De gauche à droite Jean Luchaire à son procès en janvier 1946 ; Corinne Luchaire à son procès en juin 1946 et Otto Abetz au procès de Jean Luchaire
Clichés et mythes sur la collaboration
J’avoue avoir attendu que le film soit disponible en ligne pour le voir. Près de 200 minutes me semblaient particulièrement fastidieuses pour un film qui semblait, à lire les critiques les plus aguerris, répercuter de nombreux clichés et mythes sur la collaboration. Ce n’est donc qu’à la mi-juillet que je me suis résolue à m’infliger, je ne trouve pas de meilleur terme, cette resucée d’Illusions perdues au temps de l’occupation : même qualité d’images, même (excellent, il faut le dire) jeux d’acteurs, même flamboyance de couleurs, et somme toute même thématique « morale » plaçant sur le banc des accusés la vénalité de gens sans scrupules, que ce soit le personnage fictif de Lucien de Rubempré, ou le bien réel Jean Luchaire, qui les conduit à leurs pertes.
Cependant, si le tournage du roman de Balzac m’avait somme toute assez plu, sa transposition dans le Paris occupé des années 1940 m’a laissé un goût amer. Comme l’écrit David Fonseca sur son blog :
« La photographie, somptueuse jusqu’à l’indécence, transforme la nuit morale en spectacle chatoyant.

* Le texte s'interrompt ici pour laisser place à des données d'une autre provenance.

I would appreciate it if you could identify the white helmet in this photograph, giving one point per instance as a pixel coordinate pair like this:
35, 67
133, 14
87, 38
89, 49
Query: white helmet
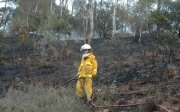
85, 46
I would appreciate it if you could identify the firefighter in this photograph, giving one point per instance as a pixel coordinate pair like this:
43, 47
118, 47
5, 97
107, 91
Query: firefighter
86, 72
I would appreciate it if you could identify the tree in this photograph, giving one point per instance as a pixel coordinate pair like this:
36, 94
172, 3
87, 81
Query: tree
103, 22
91, 20
114, 18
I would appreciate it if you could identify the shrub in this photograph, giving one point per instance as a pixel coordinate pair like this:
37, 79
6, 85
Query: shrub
41, 99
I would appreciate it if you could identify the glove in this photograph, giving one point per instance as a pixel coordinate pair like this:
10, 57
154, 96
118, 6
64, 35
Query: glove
94, 75
77, 75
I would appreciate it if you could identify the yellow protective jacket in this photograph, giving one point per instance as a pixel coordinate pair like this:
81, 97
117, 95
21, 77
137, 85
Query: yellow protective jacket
88, 66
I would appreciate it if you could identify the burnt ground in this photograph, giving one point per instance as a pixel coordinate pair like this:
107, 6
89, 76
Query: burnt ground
127, 72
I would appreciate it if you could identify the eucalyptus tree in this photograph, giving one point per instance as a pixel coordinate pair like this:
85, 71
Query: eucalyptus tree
103, 21
139, 18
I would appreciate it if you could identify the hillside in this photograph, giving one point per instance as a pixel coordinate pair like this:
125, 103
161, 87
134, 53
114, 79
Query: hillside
127, 72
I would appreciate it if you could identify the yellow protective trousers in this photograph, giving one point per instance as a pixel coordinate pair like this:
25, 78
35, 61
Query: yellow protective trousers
84, 85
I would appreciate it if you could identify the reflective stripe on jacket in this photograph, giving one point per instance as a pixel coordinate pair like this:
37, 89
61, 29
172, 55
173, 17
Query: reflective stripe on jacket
88, 66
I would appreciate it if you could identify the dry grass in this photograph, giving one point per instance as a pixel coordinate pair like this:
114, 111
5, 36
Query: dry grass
42, 99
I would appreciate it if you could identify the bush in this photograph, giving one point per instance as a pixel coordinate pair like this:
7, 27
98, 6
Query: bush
41, 99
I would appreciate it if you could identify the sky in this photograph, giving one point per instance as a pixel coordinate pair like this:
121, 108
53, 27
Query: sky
70, 2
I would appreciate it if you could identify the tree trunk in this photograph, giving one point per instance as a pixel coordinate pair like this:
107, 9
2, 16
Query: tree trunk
91, 17
61, 7
159, 10
114, 19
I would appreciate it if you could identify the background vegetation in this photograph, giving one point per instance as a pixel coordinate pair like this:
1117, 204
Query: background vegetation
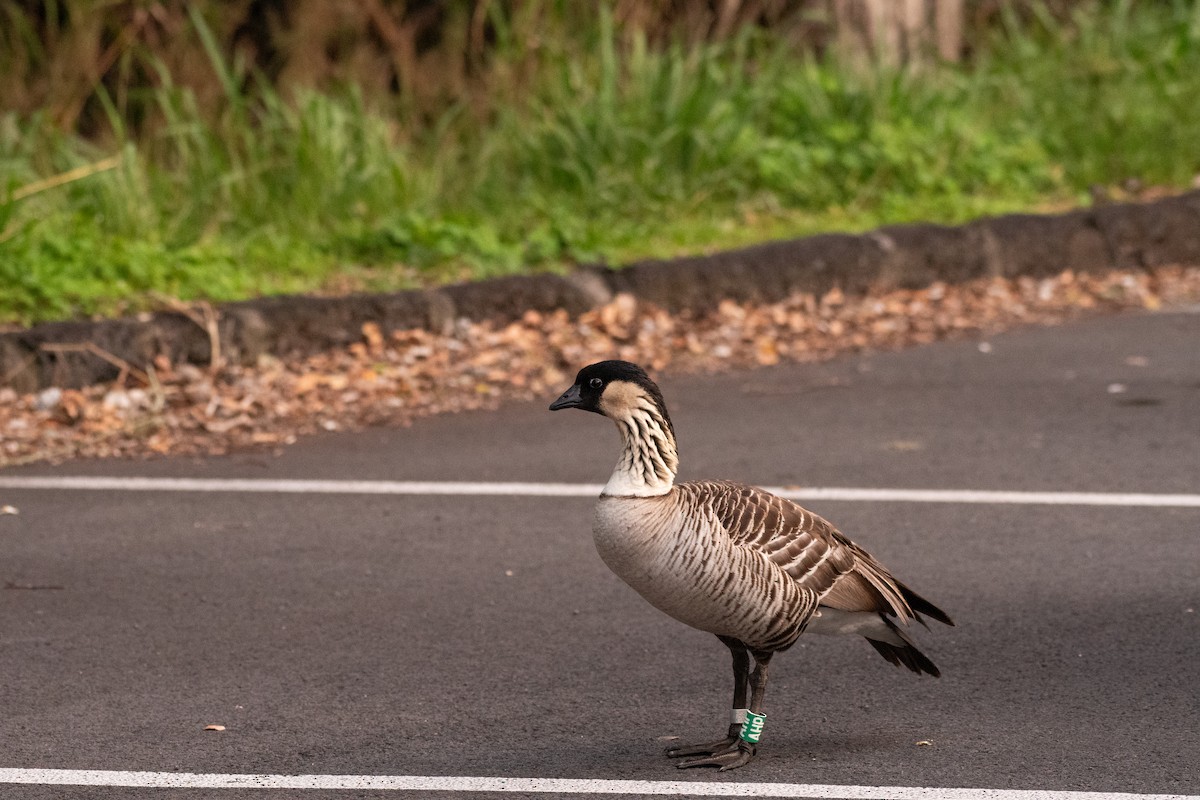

Ce qui devait être matière noire devient surface réfléchissante. La mise en scène, d’une élégance ostentatoire, contredit frontalement son sujet : elle sublime ce qu’elle prétend interroger ».
Il faut dire que Xavier Giannoli a mis le paquet : le film a coûté quelque 31 millions d’euros, soit 60 % de plus que Illusions perdues, et plus de 7 à 8 fois le budget moyen d’un film en France. Relevons que Canal+, le groupe de Vincent Bolloré, a préacheté le film et que le générique de fin annonce : « Avec le soutien essentiel de Canal+ », alors qu’il se contente de mentionner « la participation » de Netflix et de France télévisions ». On chercherait en vain la signature de Xavier Giannoli ou celle de Jean Dujardin dans la pétition « Zapper Bolloré » signée 600 professionnels du cinéma…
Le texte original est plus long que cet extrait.